L'Affranchie


Non, on ne pouvait pas parler de véritable autisme,
il n'y avait pas aujourd'hui, il n'y avait pas eu dans l'enfance, ces signes évocateurs propres à cette famille de maladies que l'on englobe sous ce terme effrayant. Simplement cet isolement,  par elle voulu, pour ne pas faire subir aux autres cette empathie particulière qui combinait inexplicablement une perception suraigüe des émotions d'autrui et l'incapacité à mentir, fût-ce pour préserver, aider, consoler. Ce n'était ni de la bêtise ni de la méchanceté, cette forme particulière de franchise absolue, et ça prenait toute la place à présent, lui causant un tort considérable. Elle ne révérait pas la vérité, ni la sienne ni l'Autre, vouant massivement aux gémonies tous ces authentiques cruels qui sous couvert de dire le Vrai « toujours ! » vous balancent à la tronche leurs mauvaises rancœurs et leurs jalousies grossièrement déguisées. Mais elle, voilà, c’était venu doucement, mais aujourd’hui elle ne savait taire ses ressentis qu'en se taisant tout entière.

 
Dans son couple, comme mère, c'était une caractéristique lourdement handicapante. S'il est bon de savoir entre amants ne pas se mentir à outrance, la vérité toute nue n'est pas toujours bonne ni à dire ni à entendre et la systématiser ne peut conduire qu’à des impasses et des tombereaux de solitude. Son mari l’avait connue tout au long de l’évolution de son caractère, et s’était accoutumé à ce travers spécial, par amour, par tendresse, par confort. C’était parfois commode entre eux, elle se taisait, lui ne se risquait plus à lui poser ces questions auxquelles, au vrai, il connaissait les réelles et désagréables réponses.
Là où ses précédentes compagnes lui eussent menti, par amour, par souci de préserver un confort de vie périclitant, par habitude, elle, hélas, ne lui servirait que son authentique vérité, brute, rêche. Toute interrogation frontale ne pouvait s’attendre qu’à obtenir une réponse sincère, elle pouvait au mieux dire avec la plus grande douceur et des tournures alambiquées ce qui lui semblait le plus juste.
Ainsi, un temps évaporée, rieuse, pétillante, ne cacha-t-elle pas son penchant certain pour un jeune collègue, de même ne mentit-elle jamais sur ses rares orgasmes, et ne sut-elle s'esbaudir devant une tarte ratée. S’entendre énoncer sans coup férir ce qu’on aimerait se cacher à soi-même produisait sur le moral et l’estime de soi un effet de sape dont elle avait pleinement conscience, qui la navrait jusqu’au désespoir parfois.

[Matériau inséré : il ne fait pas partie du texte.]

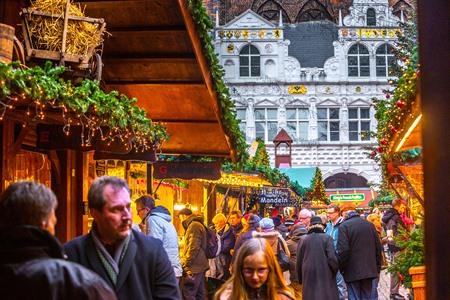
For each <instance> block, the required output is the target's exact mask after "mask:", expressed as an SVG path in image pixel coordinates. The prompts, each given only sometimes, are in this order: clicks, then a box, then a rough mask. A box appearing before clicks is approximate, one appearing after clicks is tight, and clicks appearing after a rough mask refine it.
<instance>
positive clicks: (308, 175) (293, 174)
mask: <svg viewBox="0 0 450 300" xmlns="http://www.w3.org/2000/svg"><path fill="white" fill-rule="evenodd" d="M280 172H282V173H284V174H286V175H287V176H289V178H290V179H291V181H297V182H298V184H300V185H301V186H302V187H304V188H309V187H310V185H311V180H312V178H313V177H314V174H315V172H316V168H315V167H313V168H288V169H280Z"/></svg>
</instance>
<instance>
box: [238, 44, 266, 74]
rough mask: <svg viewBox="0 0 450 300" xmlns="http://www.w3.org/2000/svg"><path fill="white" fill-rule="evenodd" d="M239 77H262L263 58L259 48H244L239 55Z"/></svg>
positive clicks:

Comme ce matin justement, où elle s'entendit répondre à son fils âgé de dix ans « non mon amour, tu n'es pas beau » « non, je pense que tu ne le seras jamais » ; mais pourquoi, pourquoi avait-il posé cette question, les larmes roulant sur ses joues, ne le savait-il pas ? Elle pouvait bien ensuite lui dire toute la douceur de son amour, toute la tendresse pour ses qualités et défauts … quelle absolue totale irréparable gifle ! Est-ce que rien ne serait plus comme avant, jamais ?

Tous ces petits mensonges familiers qui semblaient huiler partout les relations humaines lui étaient donc inaccessibles ? Comme la tissandière pour ses frères changés en cygnes, elle résolut dès lors de se taire absolument.
Plus une parole ne sortirait de sa bouche, jamais jamais jamais.

Ce soir, lorsqu'ils rentreraient, fatigués de leur journée et épuisés par avance de ne pouvoir se cacher un temps dans la protection réconfortante de l'amour inconditionnel de leur épouse et mère, elle leur ferait part de cette décision, puis s'enfermerait enfin dans le mutisme qui seul pourrait la sauver.